The difference between the undo log and the redo log lies in that the undo log is a logical log, while the redo log is a physical log. In MySQL, each SQL statement executed generates a corresponding undo log and a redo log. When a transaction is committed, MySQL writes the information in the undo log into disk, and writes the information in the redo log into disk cache. When a transaction is rolled back, MySQL performs a rollback operation based on the information in the undo log, and reads the latest data from the redo log for recovery.
Multi-Version Concurrency Control (MVCC)
MVCC is an abbreviation of Multi-Version Concurrency Control, which is a concurrency control method commonly used in database management systems to implement concurrent access to databases. Its purpose is to avoid competition between different data items within different transactions, thereby improving the concurrency performance of the system.
The characteristics of the MVCC mechanism are as follows:
- It allows multiple versions to exist simultaneously and execute concurrently.
- It does not rely on lock mechanisms, resulting in high performance.
- It only works under read-committed and repeatable-read transaction isolation levels.
Principle of MySQL Master-Slave Synchronization
The core of MySQL master-slave synchronization is binary logs. Binary logs (BINLOG) record all Data Definition Language (DDL) statements and Data Manipulation Language (DML) statements, but do not include data query (SELECT, SHOW) statements.
- When a transaction is committed by the master database, the changes to data are recorded in the binary log file Binlog.
- The slave database reads the binary log file Binlog and writes it into its relay log Relay Log.
- The slave database replays events in the relay log, reflecting changes in its own data.
MyBatis
Execution Process of MyBatis
- Reads the MyBatis configuration file: mybatis-config.xml to load the runtime environment and mapping files
- Constructs the SessionFactory (SqlSessionFactory)

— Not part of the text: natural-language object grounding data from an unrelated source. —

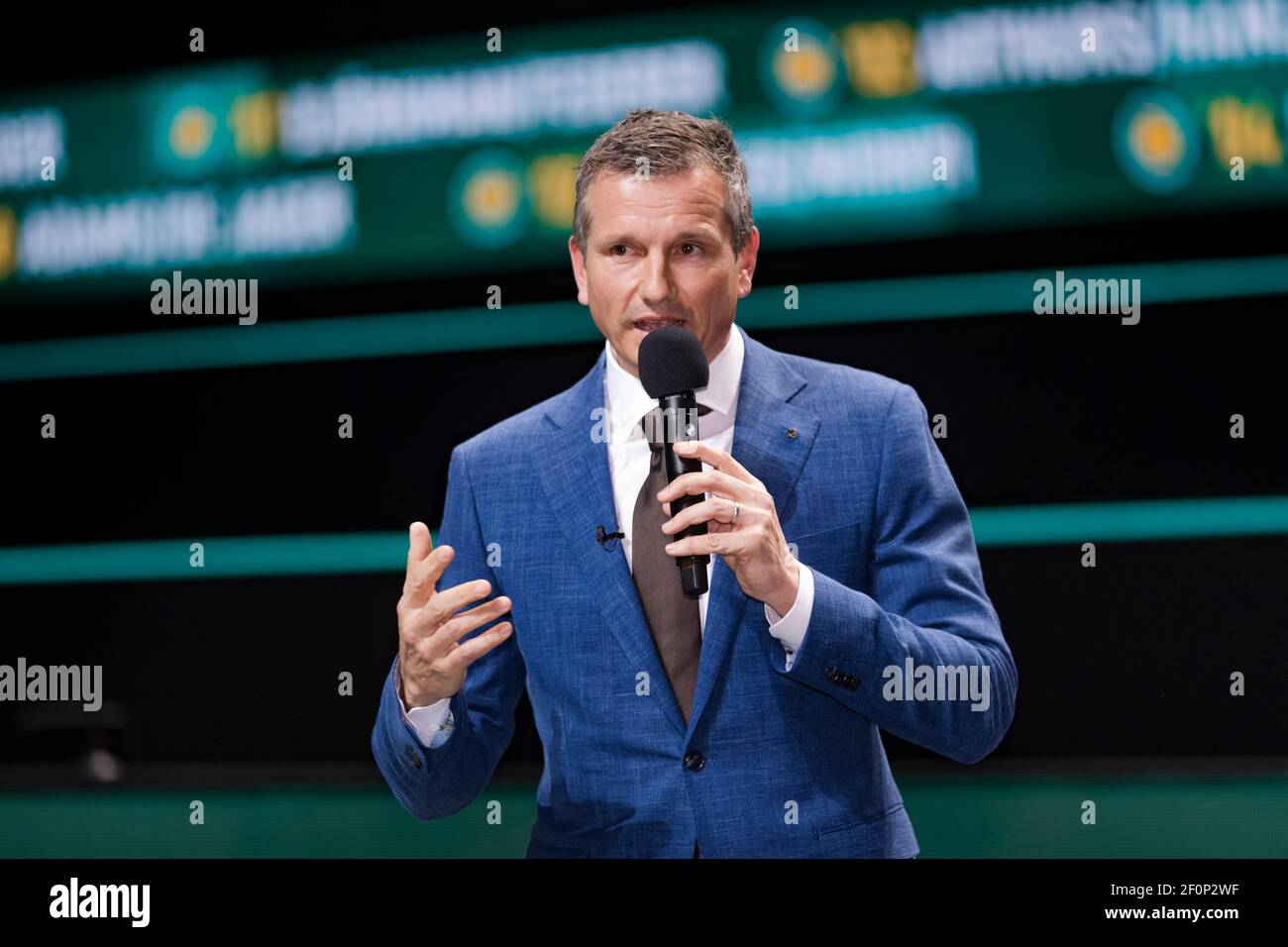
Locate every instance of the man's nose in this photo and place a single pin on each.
(656, 285)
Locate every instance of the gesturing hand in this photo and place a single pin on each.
(432, 660)
(742, 526)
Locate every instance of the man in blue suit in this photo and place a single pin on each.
(845, 590)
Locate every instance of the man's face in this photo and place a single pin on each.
(660, 253)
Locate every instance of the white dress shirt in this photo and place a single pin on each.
(625, 403)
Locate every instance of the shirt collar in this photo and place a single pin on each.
(626, 401)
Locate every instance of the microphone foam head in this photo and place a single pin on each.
(671, 361)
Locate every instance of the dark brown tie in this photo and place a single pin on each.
(674, 620)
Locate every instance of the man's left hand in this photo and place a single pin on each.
(751, 544)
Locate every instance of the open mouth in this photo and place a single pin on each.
(648, 325)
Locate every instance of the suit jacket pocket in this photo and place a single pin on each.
(870, 838)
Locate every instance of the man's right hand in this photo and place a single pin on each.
(432, 660)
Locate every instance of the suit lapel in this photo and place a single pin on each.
(575, 474)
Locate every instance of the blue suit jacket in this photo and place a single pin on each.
(774, 762)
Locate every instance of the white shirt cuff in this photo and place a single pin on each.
(790, 629)
(433, 723)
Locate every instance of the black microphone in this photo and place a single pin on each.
(673, 367)
(601, 538)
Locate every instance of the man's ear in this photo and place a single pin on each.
(747, 262)
(579, 269)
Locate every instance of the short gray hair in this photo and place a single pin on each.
(673, 144)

- The SessionFactory creates a SqlSession object, which contains all methods for executing SQL statements
- The interface for operating the database, the Executor executor, also takes responsibility for maintaining query cache
- The parameter of the Executor interface's execution method is a MappedStatement type, encapsulating mapping information
First Level Cache and Second Level Cache in MyBatis
The first level cache is based on the PerpetualCache HashMap local cache. Its storage scope is the Session. When the Session flushes or closes, all the Cache in that Session will be cleared. By default, the first level cache is turned on.
The second level cache is based on the namespace and mapper scope. It does not depend on the SQL session. It also uses the PerpetualCache, HashMap for storage by default. It needs to be enabled separately.
When a certain scope (first level cache Session/second level cache Namespaces) performs an add, modify, or delete operation, it clears the cache in all select statements under that scope by default.